The idea that frontier cemeteries have wood tombstones with hilarious epitaphs began here, and it's become a popular notion. Every Wild West attraction with an empty a patch of land, some scrap lumber, and an employee who can rhyme now has its own boot hill graveyard. In fact, Boot Hill-inspired comedy cemeteries are now in places that have nothing to do with the West. Everyone wants to get in on the joke.
A hundred-plus years of these imitations has raised expectations, and Boot Hill has been surpassed by its copycats. You may not be as entertained as you had hoped to be when you visit. No boots stick comically out of the ground, , no buzzards circle in the air, no towering hill casts an ominous shadow over the town (you'd have to go to Virginia City, Montana's Boot Hill for that). Most of the graves are marked by small metal plaques, and many of these read, simply, "Unknown."
There are only a few wooden headstones, and only a handful of these have clever sayings. "Here lies Lester Moore, Four slugs from a .44, No Les, No more" is the most quoteworthy. The Boot Hill gift shop sells miniatures of it as a ceramic bank.
Burials here were quick. A shallow grave was scratched into the cement-like soil, a wood casket was set into the depression, and rocks were overlaid to keep out the carnivores.
Boot Hill was pretty much shut down after 1884, restored in the 1930s, and hasn't changed much since.
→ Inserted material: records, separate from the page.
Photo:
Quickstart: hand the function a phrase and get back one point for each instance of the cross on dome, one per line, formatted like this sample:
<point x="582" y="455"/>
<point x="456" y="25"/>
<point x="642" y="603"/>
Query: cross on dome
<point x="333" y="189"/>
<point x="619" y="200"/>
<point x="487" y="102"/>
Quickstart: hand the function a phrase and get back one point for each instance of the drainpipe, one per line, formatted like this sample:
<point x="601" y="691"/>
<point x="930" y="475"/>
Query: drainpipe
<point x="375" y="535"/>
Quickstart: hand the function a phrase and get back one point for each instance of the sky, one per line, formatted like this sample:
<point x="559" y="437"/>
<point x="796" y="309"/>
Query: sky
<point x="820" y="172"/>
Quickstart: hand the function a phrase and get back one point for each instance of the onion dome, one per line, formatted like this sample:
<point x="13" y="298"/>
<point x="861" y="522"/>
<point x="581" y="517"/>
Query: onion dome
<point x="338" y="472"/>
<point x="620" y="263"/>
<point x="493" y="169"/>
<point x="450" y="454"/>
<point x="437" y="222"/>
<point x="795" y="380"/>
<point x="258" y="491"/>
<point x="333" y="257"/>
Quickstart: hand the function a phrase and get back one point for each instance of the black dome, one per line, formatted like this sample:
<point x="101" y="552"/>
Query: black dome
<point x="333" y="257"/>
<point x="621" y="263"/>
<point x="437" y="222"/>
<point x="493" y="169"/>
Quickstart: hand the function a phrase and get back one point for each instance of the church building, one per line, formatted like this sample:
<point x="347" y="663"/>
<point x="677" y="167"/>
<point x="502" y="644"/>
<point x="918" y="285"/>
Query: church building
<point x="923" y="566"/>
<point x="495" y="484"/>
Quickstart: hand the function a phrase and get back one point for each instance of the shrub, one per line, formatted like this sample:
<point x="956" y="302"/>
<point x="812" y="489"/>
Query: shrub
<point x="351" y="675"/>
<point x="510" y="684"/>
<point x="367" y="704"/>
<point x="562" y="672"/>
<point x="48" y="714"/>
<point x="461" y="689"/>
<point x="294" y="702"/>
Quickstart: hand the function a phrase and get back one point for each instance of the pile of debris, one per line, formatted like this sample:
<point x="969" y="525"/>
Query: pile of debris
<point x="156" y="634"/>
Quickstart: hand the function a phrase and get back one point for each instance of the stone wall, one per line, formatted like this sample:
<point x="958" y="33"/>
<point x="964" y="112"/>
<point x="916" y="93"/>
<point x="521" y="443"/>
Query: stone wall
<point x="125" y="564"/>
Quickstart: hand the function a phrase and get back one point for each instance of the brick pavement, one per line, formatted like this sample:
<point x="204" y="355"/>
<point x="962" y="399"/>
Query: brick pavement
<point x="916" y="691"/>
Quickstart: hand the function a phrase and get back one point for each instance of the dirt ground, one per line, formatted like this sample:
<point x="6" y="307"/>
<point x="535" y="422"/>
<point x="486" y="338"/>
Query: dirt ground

It's a crumbly, crunchy, dun-colored, sun-bleached, southern Arizona slope with slippery footing, lots of body-length piles of rocks, and a few desert plants added for variety.
It's a place that every tourist in America should visit, but you'll enjoy your visit more if you remember that it was designed for dead people, and that Bronco Charley, Stinging Lizard, 3-Fingered Jack Dunlap and the rest really weren't murdered, hanged, shot, stabbed, or ambushed by Indians for your amusement.